Campagna elettorale, Agcom richiama La7 al rispetto pluralismo informazione
Un richiamo a La7 perché nelle trasmissioni tv sia rispettato il pluralismo dell’informazione durante le campagne elettorali e referendarie. È quanto deciso nei giorni scorsi dall’Autorità per le garanzie nelle comunicazioni, che ha richiamato La7 per la presenza di simboli elettorali di partito durante tutta la durata della trasmissione Otto e mezzo andata in onda il 17 ottobre scorso.
L’Agcom, informa una nota, “ha richiamato la società La7 S.p.A. affinché nei programmi di informazione diffusi in occasione di future competizioni elettorali o referendarie venga garantito un rigoroso rispetto dei principi di obiettività, completezza, lealtà e imparzialità dell’informazione e parità di trattamento tra i soggetti politici, nonché un equilibrato accesso e pari opportunità a tutti i candidati, anche attraverso l’uso delle immagini”.

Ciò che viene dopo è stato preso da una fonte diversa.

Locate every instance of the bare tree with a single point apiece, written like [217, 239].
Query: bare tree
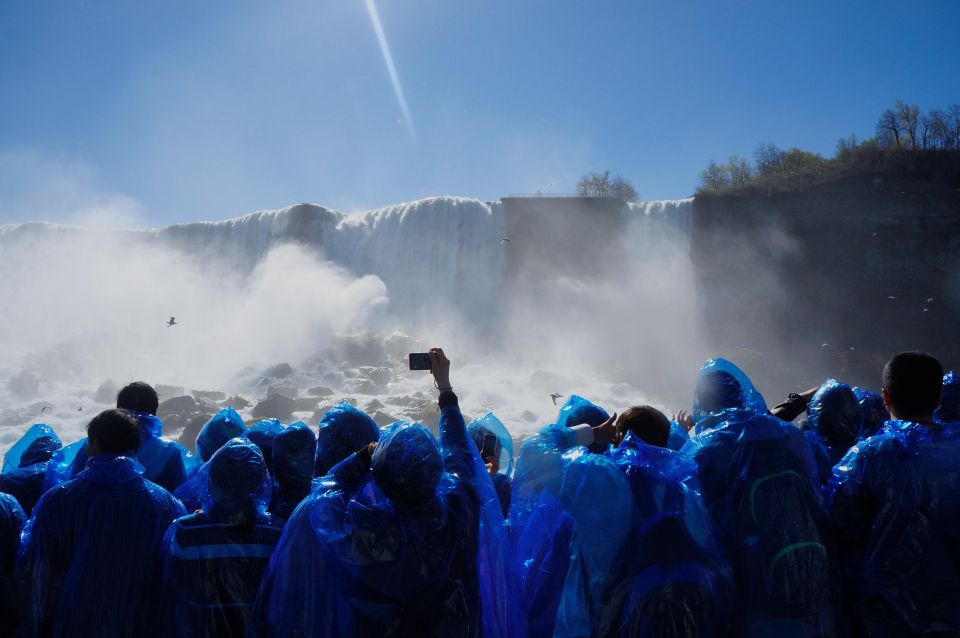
[715, 177]
[889, 128]
[768, 159]
[602, 185]
[909, 115]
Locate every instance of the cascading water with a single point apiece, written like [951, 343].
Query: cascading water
[330, 294]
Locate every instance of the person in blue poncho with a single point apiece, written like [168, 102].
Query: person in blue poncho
[164, 462]
[834, 422]
[214, 559]
[294, 452]
[89, 564]
[873, 413]
[262, 434]
[222, 426]
[12, 520]
[403, 538]
[678, 581]
[25, 479]
[949, 409]
[760, 484]
[896, 506]
[491, 449]
[342, 430]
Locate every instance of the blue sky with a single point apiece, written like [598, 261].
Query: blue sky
[161, 112]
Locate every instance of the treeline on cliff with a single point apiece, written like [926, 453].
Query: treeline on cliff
[908, 142]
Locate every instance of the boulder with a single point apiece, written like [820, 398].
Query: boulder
[107, 392]
[279, 371]
[275, 407]
[183, 405]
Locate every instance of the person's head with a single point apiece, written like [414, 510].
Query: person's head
[235, 480]
[138, 397]
[406, 464]
[113, 432]
[222, 426]
[577, 411]
[949, 410]
[484, 437]
[911, 386]
[645, 422]
[294, 450]
[834, 413]
[342, 430]
[263, 433]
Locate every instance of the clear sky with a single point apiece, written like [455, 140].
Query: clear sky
[161, 112]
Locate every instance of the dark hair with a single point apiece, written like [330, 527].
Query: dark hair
[138, 397]
[913, 383]
[648, 423]
[116, 431]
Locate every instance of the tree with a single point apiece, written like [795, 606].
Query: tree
[768, 159]
[739, 171]
[714, 177]
[602, 185]
[889, 128]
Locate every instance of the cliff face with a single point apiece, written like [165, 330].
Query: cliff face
[868, 265]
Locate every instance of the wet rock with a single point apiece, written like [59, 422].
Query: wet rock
[210, 395]
[279, 371]
[183, 405]
[107, 392]
[275, 407]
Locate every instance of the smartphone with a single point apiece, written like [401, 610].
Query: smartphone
[420, 361]
[489, 446]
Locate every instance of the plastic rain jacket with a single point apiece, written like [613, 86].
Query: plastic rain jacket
[214, 559]
[89, 563]
[408, 543]
[896, 506]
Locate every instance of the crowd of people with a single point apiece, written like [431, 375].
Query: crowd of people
[727, 521]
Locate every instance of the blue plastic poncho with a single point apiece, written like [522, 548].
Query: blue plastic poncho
[678, 436]
[294, 452]
[222, 427]
[214, 559]
[37, 445]
[722, 386]
[896, 506]
[541, 530]
[491, 424]
[342, 430]
[577, 410]
[263, 433]
[949, 409]
[12, 520]
[166, 463]
[873, 413]
[596, 494]
[759, 481]
[28, 459]
[833, 424]
[478, 429]
[409, 542]
[678, 580]
[90, 565]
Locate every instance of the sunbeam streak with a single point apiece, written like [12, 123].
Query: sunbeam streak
[391, 69]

Il richiamo è scaturito da quanto accaduto durante la trasmissione Otto e mezzo andata in onda il 17 ottobre scorso, quando la conduttrice Lilli Gruber ha ricordato che l’on. Giorgia Meloni si trovava a Palermo per la campagna per le elezioni regionali in Sicilia. Meloni ha mostrato i simboli elettorali alle sue spalle relativi alla Lista Fratelli d’Italia – Noi con Salvini, lista che in Sicilia sostiene il candidato alla Presidenza della Regione, Nello Musumeci. “Lo sfondo – spiega l’Agcom – è rimasto visibile per tutta la durata dei diversi interventi dell’on. Meloni, anche quando è stata esaurita la trattazione delle tematiche connesse alla consultazione elettorale siciliana”. “Le immagini dei simboli”, si legge nella delibera 402/17/CONS, “possono catturare con decisione l’attenzione dei telespettatori, a maggior ragione se trasmessi negli ultimi giorni della campagna elettorale e possono influenzare inconsapevolmente l’elettore, in particolare se accompagnano la trattazione di questioni di carattere politico-istituzionale nazionale”.